Users can search for models via the Models page, which queries HuggingFace (for vLLM/SGLang) or the Ollama registry. The search endpoint (GET /recovery-api/api/v1/recovery/inference/models/search) returns results with VRAM estimates to help users choose models that fit their hardware.

First-time users are guided through a 6-step onboarding wizard that configures their inference backend:

  1. Welcome — introduction to Nova’s local AI capabilities
  2. Hardware detection — scans for GPU, VRAM, CPU, and RAM
  3. Engine selection — recommends a backend based on detected hardware
  4. Model selection — suggests models that fit the available VRAM, with curated recommendations
  5. Download — pulls the selected model (with progress tracking)
  6. Ready — confirms setup and launches the main UI

The wizard can be re-run at any time from Settings. It stores completion state so it only appears on first visit.

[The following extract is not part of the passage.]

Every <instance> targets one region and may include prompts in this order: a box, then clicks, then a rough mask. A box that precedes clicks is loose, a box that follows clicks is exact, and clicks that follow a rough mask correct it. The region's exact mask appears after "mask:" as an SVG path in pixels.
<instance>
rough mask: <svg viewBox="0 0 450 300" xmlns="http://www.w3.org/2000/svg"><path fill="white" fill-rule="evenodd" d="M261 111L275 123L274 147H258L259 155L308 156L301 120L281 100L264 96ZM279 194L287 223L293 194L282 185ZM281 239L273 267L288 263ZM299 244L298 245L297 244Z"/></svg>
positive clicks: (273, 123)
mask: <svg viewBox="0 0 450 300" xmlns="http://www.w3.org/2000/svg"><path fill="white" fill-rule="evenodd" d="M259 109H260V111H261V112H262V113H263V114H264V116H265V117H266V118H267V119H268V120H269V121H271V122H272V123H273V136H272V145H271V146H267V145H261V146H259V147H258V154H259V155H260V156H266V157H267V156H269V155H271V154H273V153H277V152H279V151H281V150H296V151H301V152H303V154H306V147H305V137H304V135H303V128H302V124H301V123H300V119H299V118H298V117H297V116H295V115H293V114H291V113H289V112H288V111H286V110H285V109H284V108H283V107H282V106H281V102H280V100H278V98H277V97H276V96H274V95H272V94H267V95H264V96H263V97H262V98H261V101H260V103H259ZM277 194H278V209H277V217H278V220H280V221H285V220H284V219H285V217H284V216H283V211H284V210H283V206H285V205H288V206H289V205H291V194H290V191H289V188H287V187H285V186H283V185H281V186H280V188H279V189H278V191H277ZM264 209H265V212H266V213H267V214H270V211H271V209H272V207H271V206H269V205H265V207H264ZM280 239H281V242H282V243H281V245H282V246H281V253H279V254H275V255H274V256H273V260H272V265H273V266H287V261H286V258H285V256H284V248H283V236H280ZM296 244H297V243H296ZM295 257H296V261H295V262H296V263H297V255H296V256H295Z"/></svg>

When an NVIDIA GPU is available, the dashboard displays live GPU stats (utilization, VRAM usage, temperature, power draw) via the GET /recovery-api/api/v1/recovery/hardware/gpu-stats endpoint. The recovery service obtains these stats by running nvidia-smi inside the GPU-enabled inference container using Docker exec.

GPU stats cards appear on the Models page when a local backend is active, giving users real-time visibility into their inference hardware.

Nova provides intelligent model recommendations based on detected hardware:

  • Curated list — a set of recommended models is maintained in data/recommended_models.json, organized by category (general, coding, small/fast) with VRAM requirements
  • GET /recovery-api/api/v1/recovery/inference/models/recommended — returns the curated list, filtered by available VRAM
  • GET /recovery-api/api/v1/recovery/inference/recommendation — auto-recommends a backend and model based on hardware detection (GPU vendor, VRAM, CPU-only fallback)

The recommendation endpoint considers:

HardwareRecommended backendRecommended model
NVIDIA GPU, 8+ GB VRAMvLLM or SGLangLargest model that fits in VRAM
NVIDIA GPU, <8 GB VRAMOllamaQuantized model (GGUF) fitting VRAM
AMD GPU (ROCm)vLLM (ROCm build)Based on available VRAM
CPU onlyOllamaSmall quantized model
No local hardwareCloud providersNo local model recommended

The dashboard shows a recommendation banner on the Models page and uses these recommendations in the onboarding wizard.